If you don’t know what you’re saving or where your mortgage stands, it’s going to be difficult to fix them. So start there and assess your financial situation, and determine how you might improve, either through a budget or more determined saving or another approach.

You can also start to figure out if refinancing your mortgage makes financial sense for you, by running the basic numbers through Bankrate’s mortgage calculator.

2. Refinance while rates are low

Once you’ve figured out your financial situation and see whether it’s a smart money move, you’ll want to act while rates remain low. Currently mortgage rates are among the lowest they’ve ever been, as the novel coronavirus spreads fear among investors, pushing rates lower.

“Homeowners can look at refinancing at a lower rate to shave their monthly payments and open an avenue to increased savings,” says McBride.

These low rates may not last forever, so it’s important to act if a refinancing can work for you.

3. Then save for your needs

Once you’ve secured some extra savings from a refinancing, it can be easy to spend that money on everyday items rather than saving and investing it for retirement. But stay focused.

By locking in a low rate for 15 or 30 years, you have the safety of a fixed and low-cost mortgage payment. However, with a low rate, don’t be too eager to pay off that mortgage as fast as possible.

“Don’t neglect retirement savings in a hurry to pay down or pay off a low rate mortgage,” says McBride.

That may sound counter-intuitive, because people instinctively don’t like debt hanging over them. But it can make good retirement sense.

“Money in a retirement account will pay the bills, home equity will not,” says McBride.

By keeping a low-cost mortgage outstanding for longer, you can take the money savings and increase your emergency funds as well as your retirement account and not have those funds locked up in your house, where it can be harder to access. Liquid assets can also bail you out if you encounter tough times and need to make some mortgage payments, for example.

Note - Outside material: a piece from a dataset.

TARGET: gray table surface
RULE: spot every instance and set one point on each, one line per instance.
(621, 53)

A Reverse Mortgage can be a way to get rid of the mortgage and monthly payment for ever. This can add up if you take your monthly payment and multiply this by 12 months and then the number of years left on your mortgage. This is money you can use for other things; look at this as a supplement to your retirement income. Reverse rates also at an all time historical low!


This study was conducted for Bankrate via online interview by YouGov. Interviews were conducted from February 12-18, 2020 among a total sample of 3,942 adults. Data are weighted and are intended to be representative of all U.S. adults, and therefore are subject to statistical errors typically associated with sample-based information.